Peters cited Indian government claims of “unprecedented” mobility and questioned why New Zealand would be “more generous on migration with India than in any other FTA”.
MFAT figures show the deal allows 1,667 Indian nationals a year to apply for three-year work visas, capped at 5,000 people in the country at any one time.
Peters has argued those 5,000 visa holders could translate into much larger numbers once family members are included.
Trade Minister Todd McClay said workers on visas longer than a year are already allowed to bring partners and children, calling this “nothing new” and not a concession to India. Indian workers, he said, would have “no greater right than anyone else”.
The agreement also includes a working holiday scheme capped at 1,000 places per year and enhanced post-study work rights for Indian students. It does not change the uncapped nature of international student visas.
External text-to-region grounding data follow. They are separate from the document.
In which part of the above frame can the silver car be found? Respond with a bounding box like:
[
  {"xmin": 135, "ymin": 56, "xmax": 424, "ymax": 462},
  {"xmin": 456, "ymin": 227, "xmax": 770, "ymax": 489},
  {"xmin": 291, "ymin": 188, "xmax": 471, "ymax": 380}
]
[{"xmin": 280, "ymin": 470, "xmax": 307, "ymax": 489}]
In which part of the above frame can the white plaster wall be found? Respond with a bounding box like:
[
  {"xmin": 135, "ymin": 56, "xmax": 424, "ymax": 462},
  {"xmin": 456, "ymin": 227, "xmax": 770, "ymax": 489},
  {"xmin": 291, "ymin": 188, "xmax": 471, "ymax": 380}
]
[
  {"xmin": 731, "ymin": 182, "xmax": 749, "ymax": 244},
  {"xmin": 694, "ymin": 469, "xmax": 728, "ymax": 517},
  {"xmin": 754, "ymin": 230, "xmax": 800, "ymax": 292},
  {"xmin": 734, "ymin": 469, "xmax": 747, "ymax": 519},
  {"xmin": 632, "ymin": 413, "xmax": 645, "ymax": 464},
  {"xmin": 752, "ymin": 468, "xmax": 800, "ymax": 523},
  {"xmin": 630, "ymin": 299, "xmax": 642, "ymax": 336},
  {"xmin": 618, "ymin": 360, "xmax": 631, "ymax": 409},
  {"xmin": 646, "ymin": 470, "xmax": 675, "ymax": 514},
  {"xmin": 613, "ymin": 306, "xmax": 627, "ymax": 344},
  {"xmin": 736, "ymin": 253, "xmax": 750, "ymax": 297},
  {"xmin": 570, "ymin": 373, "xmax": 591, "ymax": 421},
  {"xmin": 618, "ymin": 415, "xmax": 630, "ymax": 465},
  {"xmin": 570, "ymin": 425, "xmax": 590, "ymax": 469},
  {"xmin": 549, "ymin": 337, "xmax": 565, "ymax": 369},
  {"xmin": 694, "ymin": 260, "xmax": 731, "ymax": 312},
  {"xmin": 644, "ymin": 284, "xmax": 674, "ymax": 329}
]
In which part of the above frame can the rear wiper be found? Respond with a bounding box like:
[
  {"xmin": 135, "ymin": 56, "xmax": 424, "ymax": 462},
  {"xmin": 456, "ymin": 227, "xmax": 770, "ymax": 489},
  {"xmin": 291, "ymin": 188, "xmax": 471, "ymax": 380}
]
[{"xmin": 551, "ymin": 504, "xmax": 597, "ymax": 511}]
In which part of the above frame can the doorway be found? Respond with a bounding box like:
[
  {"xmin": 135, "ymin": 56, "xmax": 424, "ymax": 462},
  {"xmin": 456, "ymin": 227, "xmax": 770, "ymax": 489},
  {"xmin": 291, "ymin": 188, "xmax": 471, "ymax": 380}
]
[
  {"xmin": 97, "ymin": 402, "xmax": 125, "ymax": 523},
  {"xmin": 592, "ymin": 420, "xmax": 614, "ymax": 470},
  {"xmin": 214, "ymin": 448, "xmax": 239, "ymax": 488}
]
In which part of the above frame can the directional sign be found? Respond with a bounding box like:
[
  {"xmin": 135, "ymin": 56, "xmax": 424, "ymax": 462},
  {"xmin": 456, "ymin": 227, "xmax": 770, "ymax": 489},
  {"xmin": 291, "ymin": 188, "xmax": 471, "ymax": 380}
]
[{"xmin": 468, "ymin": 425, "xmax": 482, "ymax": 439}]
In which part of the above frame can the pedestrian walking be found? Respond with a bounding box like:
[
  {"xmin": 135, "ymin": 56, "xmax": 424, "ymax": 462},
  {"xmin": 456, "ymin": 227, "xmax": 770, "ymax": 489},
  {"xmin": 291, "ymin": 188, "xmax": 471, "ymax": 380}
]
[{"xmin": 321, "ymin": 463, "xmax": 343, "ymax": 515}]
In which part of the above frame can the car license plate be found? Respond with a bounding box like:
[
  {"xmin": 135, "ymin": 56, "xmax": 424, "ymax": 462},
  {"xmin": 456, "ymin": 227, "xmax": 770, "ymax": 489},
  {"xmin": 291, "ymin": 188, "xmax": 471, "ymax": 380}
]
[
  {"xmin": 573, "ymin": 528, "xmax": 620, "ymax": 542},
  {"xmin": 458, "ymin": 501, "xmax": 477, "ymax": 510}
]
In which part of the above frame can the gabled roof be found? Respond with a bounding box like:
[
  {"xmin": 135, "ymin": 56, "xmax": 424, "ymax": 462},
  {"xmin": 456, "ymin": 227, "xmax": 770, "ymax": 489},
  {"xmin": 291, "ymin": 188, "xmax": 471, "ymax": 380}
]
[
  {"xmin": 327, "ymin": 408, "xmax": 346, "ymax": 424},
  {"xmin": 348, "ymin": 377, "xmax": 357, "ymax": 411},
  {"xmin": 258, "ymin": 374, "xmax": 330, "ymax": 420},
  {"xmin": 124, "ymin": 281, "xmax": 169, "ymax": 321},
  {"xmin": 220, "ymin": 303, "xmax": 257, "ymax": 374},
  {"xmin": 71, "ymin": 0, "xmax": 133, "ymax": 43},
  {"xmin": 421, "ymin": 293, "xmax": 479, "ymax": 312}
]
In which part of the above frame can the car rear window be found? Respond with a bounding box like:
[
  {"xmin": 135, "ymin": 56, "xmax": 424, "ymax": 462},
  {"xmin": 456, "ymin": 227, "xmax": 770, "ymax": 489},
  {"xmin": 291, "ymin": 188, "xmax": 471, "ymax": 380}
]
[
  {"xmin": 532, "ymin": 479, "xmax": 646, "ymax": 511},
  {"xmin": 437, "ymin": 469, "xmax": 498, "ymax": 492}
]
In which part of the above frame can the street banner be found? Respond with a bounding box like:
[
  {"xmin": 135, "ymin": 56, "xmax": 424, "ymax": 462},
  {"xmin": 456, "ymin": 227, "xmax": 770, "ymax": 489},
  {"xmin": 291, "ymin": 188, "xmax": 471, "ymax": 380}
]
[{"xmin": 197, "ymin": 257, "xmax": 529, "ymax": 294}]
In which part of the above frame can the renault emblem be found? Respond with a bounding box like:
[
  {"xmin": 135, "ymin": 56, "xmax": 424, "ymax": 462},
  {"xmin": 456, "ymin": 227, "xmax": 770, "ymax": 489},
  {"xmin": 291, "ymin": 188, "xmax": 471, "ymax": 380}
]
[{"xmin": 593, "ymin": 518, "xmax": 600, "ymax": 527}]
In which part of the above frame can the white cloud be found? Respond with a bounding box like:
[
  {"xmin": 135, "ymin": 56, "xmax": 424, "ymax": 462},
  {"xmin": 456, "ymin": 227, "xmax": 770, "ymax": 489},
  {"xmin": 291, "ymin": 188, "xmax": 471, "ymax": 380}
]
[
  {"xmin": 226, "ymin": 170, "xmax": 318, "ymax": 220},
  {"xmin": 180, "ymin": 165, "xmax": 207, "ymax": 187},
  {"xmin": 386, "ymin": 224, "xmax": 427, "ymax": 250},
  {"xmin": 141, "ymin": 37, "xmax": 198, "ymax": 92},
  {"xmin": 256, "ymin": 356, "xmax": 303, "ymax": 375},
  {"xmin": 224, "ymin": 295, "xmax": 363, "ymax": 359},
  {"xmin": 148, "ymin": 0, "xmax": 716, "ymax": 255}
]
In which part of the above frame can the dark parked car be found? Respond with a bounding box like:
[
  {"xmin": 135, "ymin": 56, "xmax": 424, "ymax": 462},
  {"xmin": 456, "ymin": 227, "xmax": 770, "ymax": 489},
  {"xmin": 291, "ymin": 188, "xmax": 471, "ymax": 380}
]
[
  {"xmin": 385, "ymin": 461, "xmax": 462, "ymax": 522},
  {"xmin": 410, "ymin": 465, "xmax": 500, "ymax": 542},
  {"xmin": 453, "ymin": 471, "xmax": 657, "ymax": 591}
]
Prime Minister Christopher Luxon said Peters was “wrong” on the migration implications. With NZ First invoking the coalition’s agree-to-disagree provision, Labour leader Chris Hipkins said his party is broadly supportive, while seeking clarity on protections for migrant workers.
Editor’s note: When ministers respond by saying “nothing new” or “no greater rights than anyone else”, they are answering a narrow legal claim Peters has not clearly made, rather than the broader policy warning he is raising. In a country the size of India, even modest shifts in incentives or signalling can translate into large absolute numbers for a small country like New Zealand.
Peters’ concern is about exposure and scale, not legality. Student migration settings are uncapped (not related to the FTA), and the FTA could increase Indian students as a side effect, which could have secondary population effects.